Teammate Kingsley Eguakun, the All-SEC center who blocks for both, agreed.

“I think we have a great running back room,” Eguakun told SDS. “Those two guys are phenoms, but we have four guys who know what it takes to win and practice like itAs an offensive line unit, we trust those guys to make the right reads and put us in a position to be successful.”

The thunder-and-lightning dynamic beckons back to one of Florida head coach Billy Napier’s old stomping grounds — Clemson, where James Davis wore defenses out and CJ Spiller blew past linebackers and safeties, earning the pair the “thunder and lightning” moniker.

Etienne and Johnson will need their own nickname, but they have the ability to beckon the ghosts of some of the great backfields of SEC past, whether it be Ronnie Brown and Cadillac Williams, Nick Chubb and Sony Michel, or Trent Richardson and Mark Ingram or Eddie Lacy.

“Johnson is a guy who got better as the game went on,” an SEC defensive coordinator told me via text message last week, speaking on the condition of anonymity. “By the 4th quarter, linebackers don’t really want to engage him anymore. There aren’t many guys that physical in college football.”

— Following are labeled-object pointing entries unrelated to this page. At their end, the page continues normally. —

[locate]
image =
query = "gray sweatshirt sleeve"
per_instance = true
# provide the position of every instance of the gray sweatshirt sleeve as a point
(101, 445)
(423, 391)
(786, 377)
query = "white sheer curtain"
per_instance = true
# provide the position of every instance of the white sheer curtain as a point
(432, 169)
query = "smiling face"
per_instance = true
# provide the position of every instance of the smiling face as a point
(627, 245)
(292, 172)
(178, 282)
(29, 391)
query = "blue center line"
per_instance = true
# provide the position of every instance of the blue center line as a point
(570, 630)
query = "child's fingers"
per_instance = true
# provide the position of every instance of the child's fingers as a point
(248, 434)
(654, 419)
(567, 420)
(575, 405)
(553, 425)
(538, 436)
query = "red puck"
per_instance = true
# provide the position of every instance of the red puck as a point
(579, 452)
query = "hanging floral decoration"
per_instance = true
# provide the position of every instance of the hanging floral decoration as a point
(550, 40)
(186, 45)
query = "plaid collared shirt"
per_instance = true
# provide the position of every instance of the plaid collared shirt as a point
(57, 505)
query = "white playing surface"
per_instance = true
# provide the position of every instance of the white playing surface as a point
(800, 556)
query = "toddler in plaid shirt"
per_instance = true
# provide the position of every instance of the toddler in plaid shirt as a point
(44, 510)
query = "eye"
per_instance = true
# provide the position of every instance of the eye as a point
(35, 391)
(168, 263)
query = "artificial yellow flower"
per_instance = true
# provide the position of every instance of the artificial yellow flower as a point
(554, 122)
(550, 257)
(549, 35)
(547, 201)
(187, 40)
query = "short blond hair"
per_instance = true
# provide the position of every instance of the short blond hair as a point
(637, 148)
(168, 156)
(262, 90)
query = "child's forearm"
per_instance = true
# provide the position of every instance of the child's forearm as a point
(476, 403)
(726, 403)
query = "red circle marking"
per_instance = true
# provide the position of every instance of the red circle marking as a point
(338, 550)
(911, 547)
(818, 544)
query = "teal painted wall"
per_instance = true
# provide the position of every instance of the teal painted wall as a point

As for Etienne, he’ll look to replicate the huge jump his big brother took in Year 2 at Clemson. After a successful freshman season where he ran for over 700 yards and averaged nearly 7 yards per carry (sound familiar?), Travis Etienne averaged 8 yards per touch as a sophomore, accounting for 26 touchdowns. Etienne doesn’t have the talent around him that his brother had at Clemson, but a huge jump is possible, and according to Eguakun, likely, if you watch how he prepares.

“You saw what he did as a true freshman,” Eguakun said. “It’s just the way he went out and prepared himself and worked every day. He didn’t approach football like a true freshman. He prepared and approached football like he’s been there before, expects to be great, and will be relentless in his pursuit of winning. That’s what separates him from everyone else.”

Ultimately, what separates this Gators duo from every other running back duo in the SEC may depend on factors beyond their control. How well can new QB Graham Mertz and the Florida passing game exploit defenses that key on the run? Can Florida replicate the absurd 1st-down success rate it had running the ball in 2022 (62%) with Anthony Richardson’s legs out of the fold? How does Florida respond to losing an All-American on the offensive line?

Still, it’s nice to have a duo as hard-working and talented as Johnson and Etienne at the center of things, or, more accurately, behind the center and the quarterback. That will give this Gators team a chance at defying unusually low expectations.

Defying low expectations with a running back duo with high expectations? That has worked before in the SEC.

In Gainesville, a place rich with running back lore, they are hoping it happens again.

SDS columnist Connor O’Gara conducted player interviews during SEC Media Days and contributed to this report.